There were some other personal instructions.

You may be surprised to know that reading this letter from my 46 year old daughter did not trigger a gusher of tears because unfortunately I knew where she was coming from. In her mind, she was hopelessly trapped like a frightened animal and as she said, I didn't know of her plight or I would have gladly cut her some slack. Here's what unlocked the gates of my pent-up tear storage.

Several months after her services I received a call from Memorial Park Cemetery saying the headstone for her burial plot was in place and they thought I might like to drive by and see it.

When my eyes saw the flat shiny stone, rather small, with the words -- "In Loving Memory of Mary Ann DeLaPorte -- January 7, 1960 -- March 22, 2006," THAT DID IT! If you think a grown 84 year old man can't cry inconsolably, you are flat wrong. I was all by myself and I didn't rush the experience. I knew it was coming. I just didn't know when it would come.

My thoughts were mostly that the stone was incongruous, just flat wrong and totally out of place. This is my baby! Mare is too young, her shiny green Honda SUV with the trademark cracked windshield she was always going to replace when she had the money should be sitting just across the street a few hundred feet from where her ashes are interred, at work at Overlees Lumber Company.

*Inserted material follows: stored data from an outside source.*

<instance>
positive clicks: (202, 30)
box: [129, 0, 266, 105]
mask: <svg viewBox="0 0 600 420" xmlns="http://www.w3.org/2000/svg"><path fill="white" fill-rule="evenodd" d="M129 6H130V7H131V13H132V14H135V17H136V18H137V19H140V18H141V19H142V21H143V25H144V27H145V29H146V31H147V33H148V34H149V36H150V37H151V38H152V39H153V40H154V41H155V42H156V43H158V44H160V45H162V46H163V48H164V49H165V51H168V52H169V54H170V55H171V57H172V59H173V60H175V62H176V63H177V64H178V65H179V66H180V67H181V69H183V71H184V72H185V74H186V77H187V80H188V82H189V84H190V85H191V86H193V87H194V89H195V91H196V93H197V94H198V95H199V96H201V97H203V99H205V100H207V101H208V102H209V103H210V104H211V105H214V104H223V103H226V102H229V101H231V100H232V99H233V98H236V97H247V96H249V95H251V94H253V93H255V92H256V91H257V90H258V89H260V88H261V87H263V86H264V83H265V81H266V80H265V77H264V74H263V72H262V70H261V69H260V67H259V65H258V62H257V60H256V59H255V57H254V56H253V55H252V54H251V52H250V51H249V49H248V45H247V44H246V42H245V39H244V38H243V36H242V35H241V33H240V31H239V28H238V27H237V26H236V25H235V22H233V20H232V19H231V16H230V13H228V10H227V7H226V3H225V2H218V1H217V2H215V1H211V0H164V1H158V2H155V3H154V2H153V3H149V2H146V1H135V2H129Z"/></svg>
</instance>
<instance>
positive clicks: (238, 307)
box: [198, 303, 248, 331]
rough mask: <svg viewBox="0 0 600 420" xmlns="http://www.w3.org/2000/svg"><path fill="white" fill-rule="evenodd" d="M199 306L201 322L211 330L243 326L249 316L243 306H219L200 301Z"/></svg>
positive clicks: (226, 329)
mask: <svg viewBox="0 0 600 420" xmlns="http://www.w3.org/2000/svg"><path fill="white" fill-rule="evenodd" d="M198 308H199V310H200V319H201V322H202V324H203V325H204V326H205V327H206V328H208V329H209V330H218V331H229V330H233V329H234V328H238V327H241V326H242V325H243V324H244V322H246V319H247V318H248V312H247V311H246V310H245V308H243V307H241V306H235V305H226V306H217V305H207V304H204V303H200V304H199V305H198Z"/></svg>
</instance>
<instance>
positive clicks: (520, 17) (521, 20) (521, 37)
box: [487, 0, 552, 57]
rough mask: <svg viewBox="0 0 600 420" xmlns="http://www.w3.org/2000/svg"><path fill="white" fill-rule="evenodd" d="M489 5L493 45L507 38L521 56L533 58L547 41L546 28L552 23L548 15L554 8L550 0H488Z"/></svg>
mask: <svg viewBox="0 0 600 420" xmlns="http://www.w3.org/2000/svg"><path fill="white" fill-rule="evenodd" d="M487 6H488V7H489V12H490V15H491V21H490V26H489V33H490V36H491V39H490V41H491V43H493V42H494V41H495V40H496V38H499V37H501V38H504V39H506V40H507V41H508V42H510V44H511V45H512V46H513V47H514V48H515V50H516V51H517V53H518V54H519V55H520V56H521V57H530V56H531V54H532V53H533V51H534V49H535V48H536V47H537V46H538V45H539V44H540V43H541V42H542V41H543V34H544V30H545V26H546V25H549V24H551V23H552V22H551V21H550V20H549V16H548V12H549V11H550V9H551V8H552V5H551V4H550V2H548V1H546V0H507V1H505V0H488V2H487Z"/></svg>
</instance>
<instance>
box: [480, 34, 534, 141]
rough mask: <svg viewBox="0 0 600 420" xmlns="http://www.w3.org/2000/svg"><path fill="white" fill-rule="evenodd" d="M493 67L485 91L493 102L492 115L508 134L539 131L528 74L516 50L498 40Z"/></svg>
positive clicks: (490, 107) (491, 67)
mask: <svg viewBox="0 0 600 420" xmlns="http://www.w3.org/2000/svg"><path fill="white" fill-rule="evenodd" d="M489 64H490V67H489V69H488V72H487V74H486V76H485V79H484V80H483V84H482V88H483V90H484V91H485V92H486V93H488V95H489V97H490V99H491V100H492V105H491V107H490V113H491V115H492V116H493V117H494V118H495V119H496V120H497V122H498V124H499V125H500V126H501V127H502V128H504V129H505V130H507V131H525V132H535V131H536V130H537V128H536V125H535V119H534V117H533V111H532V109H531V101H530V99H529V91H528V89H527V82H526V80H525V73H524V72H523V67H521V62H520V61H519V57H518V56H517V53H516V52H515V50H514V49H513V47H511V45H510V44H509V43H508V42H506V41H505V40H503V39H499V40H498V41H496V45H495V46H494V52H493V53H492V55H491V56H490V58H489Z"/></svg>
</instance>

She had worked there for years and I frequently dropped in to shoot the breeze with this bubbly gal for a few minutes. She always made me laugh and never failed to tell me she loved me when I left. It was her trademark which now is silenced and I miss it dreadfully. After my emotions were satisfied, I wiped my eyes, straightened the flowers that were already in place in the urn, wiped off her shiny headstone with my tear drenched hankie, and walked unsteadily with the aid of my cane to my nearby car and left.

Yes, men do cry and cry hard. Our hearts are fragile and breakable. I know.